Caden VerMaas

No. 25 – Rice Owls
- Position: Safety
- Class: Redshirt Freshman

Personal information
- Born: July 31, 2006 (age 20)
- Listed height: 6 ft 0 in (1.83 m)
- Listed weight: 190 lb (86 kg)

Career information
- High school: Millard North (Omaha, Nebraska)
- College: Nebraska (2025); Rice (2026–present);
- Stats at ESPN

= Caden VerMaas =

American football player (born 2006)

Caden VerMaas (born July 31, 2006) is an American football safety for the Rice Owls. He previously played for the Nebraska Cornhuskers.

==Early life==
VerMaas played for Millard North High School. He took extra classes in order to graduate early. In his three-year varsity career, he totaled 93 tackles, five interceptions, and four forced fumbles.

==College career==
===Nebraska===
VerMaas committed to Nebraska in April 2023, becoming the team's first class of 2025 commit.
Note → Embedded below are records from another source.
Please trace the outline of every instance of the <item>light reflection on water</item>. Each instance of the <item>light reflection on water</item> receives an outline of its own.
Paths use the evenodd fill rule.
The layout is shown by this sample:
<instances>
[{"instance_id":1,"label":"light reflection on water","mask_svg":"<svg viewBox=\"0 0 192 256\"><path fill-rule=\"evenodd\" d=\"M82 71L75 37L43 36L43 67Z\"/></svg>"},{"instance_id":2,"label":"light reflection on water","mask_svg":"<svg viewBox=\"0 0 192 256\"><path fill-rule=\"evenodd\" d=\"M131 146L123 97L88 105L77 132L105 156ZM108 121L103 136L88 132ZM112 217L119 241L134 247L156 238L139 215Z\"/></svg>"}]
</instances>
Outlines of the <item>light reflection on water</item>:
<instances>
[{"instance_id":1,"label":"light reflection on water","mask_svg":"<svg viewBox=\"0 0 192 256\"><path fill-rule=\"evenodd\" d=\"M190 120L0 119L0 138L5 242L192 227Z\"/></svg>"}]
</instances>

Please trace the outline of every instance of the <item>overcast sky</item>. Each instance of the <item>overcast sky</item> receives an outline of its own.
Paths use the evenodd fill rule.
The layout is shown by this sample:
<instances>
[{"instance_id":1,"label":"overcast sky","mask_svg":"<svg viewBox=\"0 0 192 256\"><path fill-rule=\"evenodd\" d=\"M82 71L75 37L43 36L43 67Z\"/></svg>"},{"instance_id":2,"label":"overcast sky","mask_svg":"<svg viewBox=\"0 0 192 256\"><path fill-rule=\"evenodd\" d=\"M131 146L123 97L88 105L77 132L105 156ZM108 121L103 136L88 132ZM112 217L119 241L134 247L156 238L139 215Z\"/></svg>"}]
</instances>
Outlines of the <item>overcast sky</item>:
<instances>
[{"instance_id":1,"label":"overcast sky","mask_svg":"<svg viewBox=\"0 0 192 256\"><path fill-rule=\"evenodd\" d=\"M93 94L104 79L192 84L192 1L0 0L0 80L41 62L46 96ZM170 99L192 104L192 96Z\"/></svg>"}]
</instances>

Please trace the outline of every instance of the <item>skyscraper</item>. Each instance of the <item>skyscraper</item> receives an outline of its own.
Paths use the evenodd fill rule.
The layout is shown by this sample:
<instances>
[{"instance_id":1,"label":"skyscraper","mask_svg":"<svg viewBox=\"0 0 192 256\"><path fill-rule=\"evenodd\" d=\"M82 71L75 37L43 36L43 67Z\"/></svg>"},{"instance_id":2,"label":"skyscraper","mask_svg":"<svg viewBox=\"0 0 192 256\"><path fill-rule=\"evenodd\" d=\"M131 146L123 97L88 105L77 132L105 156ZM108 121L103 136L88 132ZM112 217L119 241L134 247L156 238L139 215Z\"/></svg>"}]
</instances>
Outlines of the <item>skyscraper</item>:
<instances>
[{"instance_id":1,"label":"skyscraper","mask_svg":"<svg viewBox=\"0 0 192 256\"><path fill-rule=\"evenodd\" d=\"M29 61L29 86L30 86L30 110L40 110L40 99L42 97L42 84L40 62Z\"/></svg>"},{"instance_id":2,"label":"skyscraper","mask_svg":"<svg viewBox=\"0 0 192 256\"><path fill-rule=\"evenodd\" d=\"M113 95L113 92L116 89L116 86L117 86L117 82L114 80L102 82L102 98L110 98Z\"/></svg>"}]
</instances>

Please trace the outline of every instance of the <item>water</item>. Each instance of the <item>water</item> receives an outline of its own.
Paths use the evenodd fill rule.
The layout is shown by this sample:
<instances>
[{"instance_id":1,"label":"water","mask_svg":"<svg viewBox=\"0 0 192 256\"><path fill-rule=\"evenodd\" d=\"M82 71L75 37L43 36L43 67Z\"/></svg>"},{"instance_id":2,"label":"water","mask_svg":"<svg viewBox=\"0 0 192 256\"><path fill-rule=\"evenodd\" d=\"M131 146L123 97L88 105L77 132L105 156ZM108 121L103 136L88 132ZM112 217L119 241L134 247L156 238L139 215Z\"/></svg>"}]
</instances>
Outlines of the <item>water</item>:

He officially signed with the team in December 2024. In the 2025 season, he was placed on a redshirt, to preserve his eligibility. He called the elevation of John Butler to be the defensive coordinator of the team a "great hire," and played two games during the season. VerMaas entered the transfer portal in January 2026, though his entry was first reported in December.

===Rice===
Vermaas committed to Rice on January 9, 2026.